The International Evangelism Centre (IEC) is primarily a Bible school founded in 1983 by Bishop Eliudi Issangya in the village of Sakila, Tanzania. The bishop started out as a farmer with a small piece of land, but he had a strong vision for spreading the gospel to his village, to his country, and to all of Africa. The school began on a one-acre site, where four small buildings were constructed and classes began with 20 students. Today, the campus has 14 acres and many buildings housing dormitories, classrooms, and a large seminar hall. Presently, there is a need to upgrade the school facilities and technology as well as improve the existing dormitories and add new ones. A Student Centre is also on the wish list, providing a library, computer lab, and multipurpose lounge.
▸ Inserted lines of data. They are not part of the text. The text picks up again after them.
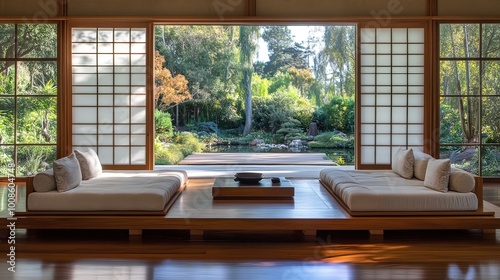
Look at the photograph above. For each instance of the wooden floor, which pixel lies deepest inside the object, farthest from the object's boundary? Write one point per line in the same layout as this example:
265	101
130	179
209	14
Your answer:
269	254
257	159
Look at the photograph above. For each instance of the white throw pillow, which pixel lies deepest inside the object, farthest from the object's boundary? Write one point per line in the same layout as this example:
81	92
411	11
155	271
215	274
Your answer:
437	174
90	164
461	181
402	163
67	173
44	181
420	165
At the Bible school, students are immersed in a rigorous schedule of prayer, classroom teaching, and evangelistic outreaches to communities in the area, as well as stewarding the needs of the physical campus. The training, meals, and lodging are free; the students are only required to get to the campus on their own to begin studying.
The graduates have taken their training and their faith to surrounding countries, creating a spiritual “ring of fire” in East Africa. The work has also spread to South Africa and the Congo, where schools of evangelism now train Christian workers in those nations. International Evangelism churches have been established to support the alumni who have begun new Christian works following their graduation.
Each year In the month of June, many of the graduates return to the original campus for a seminar, where the word is preached and encouragement is received to carry on the work that was begun at the Bible school.
Bishop Eliudi’s vision of a significant means of spreading the gospel through trained Christian workers has become a reality, impacting not only Tanzania but also Kenya, Rwanda, Burundi, Mozambique, Malawi, Uganda, Zambia, South Africa, and Congo. This is the fruit of the original vision God gave him while he was still a poor farmer in the late 1970s.